Dangerousromanticideas
NO MORE APOLOGIES— we who support the Palestinians are in the right — history will prove us right,” tweeted David Ward on Saturday evening for no apparent reason. Ward is the Liberal Democrat MP who lamented in January that “the Jews” were committing atrocities on Palestinians.
Ward is an obscure politician whose certitude exceeds his imagination. His incomprehension of the Israeli-Palestinian conflict is significant, though, because it’s a widespread condition.
Most Israelis support Palestinian statehood. So do numerous friends and supporters of Israel, including The Times, for which I write. Yet these facts don’t register with Ward at all. He is far from unique in this and it’s worth considering why. Here’s my hypothesis.
Some time around the revolutionary ferment of the late 1960s, an idea took hold in Western debate that has proved durable. The state of Israel had managed to establish and successfully defend itself in a hostile environment. After the Six-Day War it fatefully occupied the West Bank and Gaza.
Even though successive Israeli governments treated these territories as juridically separate from Israel and regarded them as bargaining chips in future negotiations, the notion of Israel as a settler-state gained wings.
It was, and remains, a fantastic misconception. Israel’s founding was part of the modern struggle for national self-determination. Its close alliance with the United States may be unquestioned now but it is quite a recent development. In the 1950s, Israel’s principal Western backer was France. Yet, in the wave of decolonisation in the 1960s, Israel came to be seen as an outpost of Western imperialism.

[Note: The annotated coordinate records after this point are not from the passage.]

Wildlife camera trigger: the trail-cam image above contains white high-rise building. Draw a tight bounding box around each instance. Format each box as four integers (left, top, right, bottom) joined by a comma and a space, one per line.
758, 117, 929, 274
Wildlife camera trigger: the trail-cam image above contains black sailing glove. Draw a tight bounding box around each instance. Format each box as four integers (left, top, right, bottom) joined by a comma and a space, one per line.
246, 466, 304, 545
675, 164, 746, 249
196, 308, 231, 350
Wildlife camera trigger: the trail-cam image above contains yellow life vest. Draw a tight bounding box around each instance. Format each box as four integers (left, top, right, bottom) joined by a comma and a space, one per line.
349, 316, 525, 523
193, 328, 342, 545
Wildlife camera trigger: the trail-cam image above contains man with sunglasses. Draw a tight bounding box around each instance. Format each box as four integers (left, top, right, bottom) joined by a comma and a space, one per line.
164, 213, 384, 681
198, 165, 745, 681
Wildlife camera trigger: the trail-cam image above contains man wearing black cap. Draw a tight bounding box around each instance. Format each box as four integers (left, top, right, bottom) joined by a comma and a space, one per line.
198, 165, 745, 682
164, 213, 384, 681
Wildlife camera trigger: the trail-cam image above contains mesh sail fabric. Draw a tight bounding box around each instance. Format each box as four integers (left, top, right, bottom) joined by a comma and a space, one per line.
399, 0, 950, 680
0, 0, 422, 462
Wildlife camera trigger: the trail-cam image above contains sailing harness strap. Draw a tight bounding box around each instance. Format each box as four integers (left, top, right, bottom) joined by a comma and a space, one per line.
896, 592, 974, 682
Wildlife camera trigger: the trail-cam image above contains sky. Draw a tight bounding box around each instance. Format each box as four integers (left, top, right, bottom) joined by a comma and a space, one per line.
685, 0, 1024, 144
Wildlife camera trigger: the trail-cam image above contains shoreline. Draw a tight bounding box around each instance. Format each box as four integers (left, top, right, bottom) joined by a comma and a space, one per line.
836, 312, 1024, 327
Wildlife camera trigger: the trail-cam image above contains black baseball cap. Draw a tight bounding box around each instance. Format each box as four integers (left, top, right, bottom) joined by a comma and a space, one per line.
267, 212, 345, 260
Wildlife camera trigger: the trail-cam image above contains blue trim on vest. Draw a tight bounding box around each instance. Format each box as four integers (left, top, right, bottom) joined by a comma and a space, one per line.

Though British Liberalism is hardly the most important part of this depressing history, the notion of Zionism as a colonialist and racist enterprise did gain traction among the forerunners of the Lib Dems. In an article in the Journal of Liberal History, Summer 2010, Peter Hellyer, a former aide to Liberal leader David Steel, recounted how he had attended a conference in Cairo in 1969 on behalf of the Young Liberals. The conference comprised representatives of African liberation movements and also Fatah and the PLO.
Apparently, the experience of tour- ing a refugee camp and a “guerrilla camp” (Hellyer’s term) awoke him and his comrades to the Palestinian cause.
A generation later, the images of Israel as an oppressor and the Palestinian cause as analogous to the struggle against apartheid are common in British debate. They are mainly, but not only, to be found on the Left and among professed liberals of a certain type.
These notions have only the most tenuous of links to the real politics of the Middle East. The Israeli-Palestinian conflict is not a liberation struggle but a clash of two legitimate national claims to the same territory, which must ultimately be resolved in a two-state accommodation between a secure Israel and a sovereign Palestine.
Jonathan Freedland, the Guardian columnist and my fellow JC contributor, wrote recently on this page of his fear that the movement to boycott Israel was becoming politically mainstream.
I share the apprehension but doubt that it is within Israel’s power to do much about it, for the boycott movement is not at root about Israel at all. It’s instead a romantic idea for which the Middle East conflict is a sort of cipher. Framed as a demand for disinterested justice, it’s a species of dogged irrationalism that finds prosaic embodiment in the figure of David Ward. It’s depressing but that’s what friends of Israel are up against.